Drive already mounted at /content/drive; to attempt to forcibly remount, call drive.mount("/content/drive", force_remount=True).


In [2]:
import sys
sys.path.append('drive/My Drive/Colab Notebooks/KoGPT_Wellness/')

In [3]:
!pip install kogpt2-transformers==0.3.0
!pip install transformers==3.0.2
!pip install torch
!pip install tokenizers==0.8.1rc1

Looking in indexes: https://pypi.org/simple, https://us-python.pkg.dev/colab-wheels/public/simple/
Looking in indexes: https://pypi.org/simple, https://us-python.pkg.dev/colab-wheels/public/simple/
Looking in indexes: https://pypi.org/simple, https://us-python.pkg.dev/colab-wheels/public/simple/
Looking in indexes: https://pypi.org/simple, https://us-python.pkg.dev/colab-wheels/public/simple/


In [4]:
import os
import numpy as np
import torch
import torch.nn as nn
from kogpt2_transformers import get_kogpt2_tokenizer, get_kogpt2_model

In [5]:
# root_path='drive/My Drive/Colab Notebooks/dialogLM'
save_path = "/content/drive/MyDrive/Colab Notebooks/KoGPT_Wellness/kogpt-wellness-autoregressive.pth"
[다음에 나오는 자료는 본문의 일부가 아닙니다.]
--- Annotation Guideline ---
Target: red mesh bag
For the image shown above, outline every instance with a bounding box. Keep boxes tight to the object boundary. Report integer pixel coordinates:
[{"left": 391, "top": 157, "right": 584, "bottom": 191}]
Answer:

ctx = "cuda" if torch.cuda.is_available() else "cpu"
device = torch.device(ctx)

# 저장한 Checkpoint 불러오기
checkpoint = torch.load(save_path, map_location=device)

# 1. Greedy Search

In [6]:
class KoGPT2Dialogue(nn.Module):
  def __init__(self):
    super(KoGPT2Dialogue, self).__init__()
    self.kogpt2 = get_kogpt2_model()

  def generate(self,
               input_ids,
               max_length= 50
               ):
      
    return self.kogpt2.generate(input_ids,
               max_length=max_length
              )

  def forward(self, input, labels = None):
    if labels is not None:
      outputs = self.kogpt2(input, labels=labels)
    else:
      outputs = self.kogpt2(input)

    return outputs

In [7]:
greedy = KoGPT2Dialogue()
greedy.load_state_dict(checkpoint['model_state_dict'])

greedy.eval()

tokenizer = get_kogpt2_tokenizer()

In [8]:
while 1:
  sent = input('Question: ')  
  tokenized_indexs = tokenizer.encode(sent)

  if '종료' in sent:
            break

  input_ids = torch.tensor([tokenizer.bos_token_id,]  + tokenized_indexs +[tokenizer.eos_token_id]).unsqueeze(0)
  sample_output = greedy.generate(input_ids=input_ids)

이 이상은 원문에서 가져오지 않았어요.